NRS 200.485 does not discriminate as to where the action took place, just that it took place.

In a lot of criminal cases, the district attorney (D.A.) will work with a defense attorney to reduce criminal charges down to a lesser offense as part of a plea agreement, but battery domestic violence is a special circumstance.

The prosecutors are prohibited from reducing charges or dropping the case unless there is insufficient evidence to prove guilt beyond a reasonable doubt.

A lot of times, the accuser or the victim who initially called the police will repent or does not want to press charges against the accused.

Prosecutors will charge the accused anyway and will continue with the case.

So even if you are just charged with this crime, it is imperative that you have experienced and aggressive legal counsel.

Since the case won’t likely be dropped and will move forward you need a strategic defense.

Jail and fines are not the only consequences of domestic violence charges.

Can I Go to Jail for Domestic Violence Charges

First-time domestic violence charges are often considered misdemeanors, leading many to expect just a slap on the wrist, maybe a fine, or community service. However, the actual consequences depend on the crime and its severity.

But can you go to jail for domestic violence charges? Yes, you can go to jail.

Also, the time of the charges plays a role in the sentence your given for example:

First Offense of Battery Domestic Violence in a 7 Year Period

  • $200-$1000 fine
  • 48 to 120 hours of community service
  • Domestic violence counseling at least 1.5 hours per week for 6 months
  • Jail time ranging from 2 days to 6 months, with the possibility of suspension upon completion of all other penalties.

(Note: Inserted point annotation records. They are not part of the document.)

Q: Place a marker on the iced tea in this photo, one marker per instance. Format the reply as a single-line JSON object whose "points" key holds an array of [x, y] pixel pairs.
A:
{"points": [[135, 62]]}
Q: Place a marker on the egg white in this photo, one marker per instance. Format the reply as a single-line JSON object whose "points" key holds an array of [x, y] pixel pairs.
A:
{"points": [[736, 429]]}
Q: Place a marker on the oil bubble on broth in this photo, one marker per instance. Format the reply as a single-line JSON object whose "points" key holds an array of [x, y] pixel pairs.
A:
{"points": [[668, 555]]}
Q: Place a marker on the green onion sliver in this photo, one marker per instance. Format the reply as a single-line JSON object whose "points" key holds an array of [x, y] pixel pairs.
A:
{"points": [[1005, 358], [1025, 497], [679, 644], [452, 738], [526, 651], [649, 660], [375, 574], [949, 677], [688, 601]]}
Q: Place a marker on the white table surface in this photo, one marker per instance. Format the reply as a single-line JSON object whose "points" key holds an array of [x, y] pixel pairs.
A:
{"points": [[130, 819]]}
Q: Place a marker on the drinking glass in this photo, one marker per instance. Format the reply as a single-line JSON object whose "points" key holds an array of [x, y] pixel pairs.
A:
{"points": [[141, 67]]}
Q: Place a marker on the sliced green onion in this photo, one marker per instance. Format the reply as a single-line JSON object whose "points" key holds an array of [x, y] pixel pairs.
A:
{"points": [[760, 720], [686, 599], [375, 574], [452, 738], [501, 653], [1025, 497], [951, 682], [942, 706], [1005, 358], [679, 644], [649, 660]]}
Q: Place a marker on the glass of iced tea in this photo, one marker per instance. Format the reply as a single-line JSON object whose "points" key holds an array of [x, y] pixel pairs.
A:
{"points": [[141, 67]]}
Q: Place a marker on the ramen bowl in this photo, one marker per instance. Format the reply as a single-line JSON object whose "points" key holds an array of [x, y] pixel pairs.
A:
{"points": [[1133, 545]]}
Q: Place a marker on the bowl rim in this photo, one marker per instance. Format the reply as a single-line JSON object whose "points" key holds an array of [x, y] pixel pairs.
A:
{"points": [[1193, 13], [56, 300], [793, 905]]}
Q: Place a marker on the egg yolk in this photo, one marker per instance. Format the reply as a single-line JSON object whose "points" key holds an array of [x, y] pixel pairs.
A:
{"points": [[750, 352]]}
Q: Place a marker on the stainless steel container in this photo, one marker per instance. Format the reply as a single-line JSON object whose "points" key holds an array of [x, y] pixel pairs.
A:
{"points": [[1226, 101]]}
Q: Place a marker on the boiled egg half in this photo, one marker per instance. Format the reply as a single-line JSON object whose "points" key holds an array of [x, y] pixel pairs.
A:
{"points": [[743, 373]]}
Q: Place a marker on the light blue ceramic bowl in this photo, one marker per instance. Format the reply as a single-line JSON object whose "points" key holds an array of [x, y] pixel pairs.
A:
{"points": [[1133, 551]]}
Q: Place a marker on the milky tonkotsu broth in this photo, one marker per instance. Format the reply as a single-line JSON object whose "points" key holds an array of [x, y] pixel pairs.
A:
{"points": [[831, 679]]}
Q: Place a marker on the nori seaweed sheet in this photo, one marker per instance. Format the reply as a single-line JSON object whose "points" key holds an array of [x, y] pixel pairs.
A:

Second Offense Within a 7 Year Period

  • $500-$1000
  • 100 to 200 hours of community service
  • Counseling of at least 1.5 hours per week for one year
  • 10 days minimum in jail or up to six months.

The Third Offense Within a 7 Year Period

  • Automatic category B felony charge even if the victim was not injured
  • 1 to 6 years in Nevada State Prison
  • $1000-$5000 fine
  • Note a felony conviction for domestic violence means that any future charges will be a felony charge with up to 15 years in prison and a $2000- $5000 fine.
  • Felony Domestic Violence conviction are eligible for probation

So, as you can see, you can go to jail for misdemeanor domestic violence charges from the first time you are charged.

Each time subsequently leads to more jail time and some really big prison sentences if convicted.

What Determines if You Go to Jail for Domestic Violence

There are always aggravating factors that come into play when someone is charged with a crime.

This is no difference in domestic violence cases.

If there are aggravating factors, this can affect the charges against you as well as the sentence you might receive.

For example, if the victim sustained serious bodily injury but no deadly weapon was used, the crime could go from a misdemeanor charge to a category B felony with 1 to 6 years in prison and a $1000 to $5000 fine.

Other examples include:

  1. If the victim was pregnant: If you know or should have known the victim was pregnant, the first offense is a gross misdemeanor with 364 days in jail and up to $2000 in fines.
  2. The case involved strangulation: If the victim was strangled but no serious bodily injury occurred or no deadly weapon was used it is still considered a category B felony with 1 to 5 years in prison and up to a $10,000 fine.
  3. Use of a deadly weapon: If a deadly weapon was used to inflict unlawful physical force on another person and the victim sustained substantial bodily injury then this can be considered a category B felony with 2 to 15 years in prison and up to $10,000 in fines.
  4. If a police officer has probable cause: If the officer believes you have committed battery on your domestic partner in the last 24 hours they have the right to take you into custody.
  5. Where you are in relation to your charges: Domestic violence charges like other offenses are progressive. Meaning, the first offense is usually the least amount of penalties and each subsequent charge there are more penalties including more jail time and even prison.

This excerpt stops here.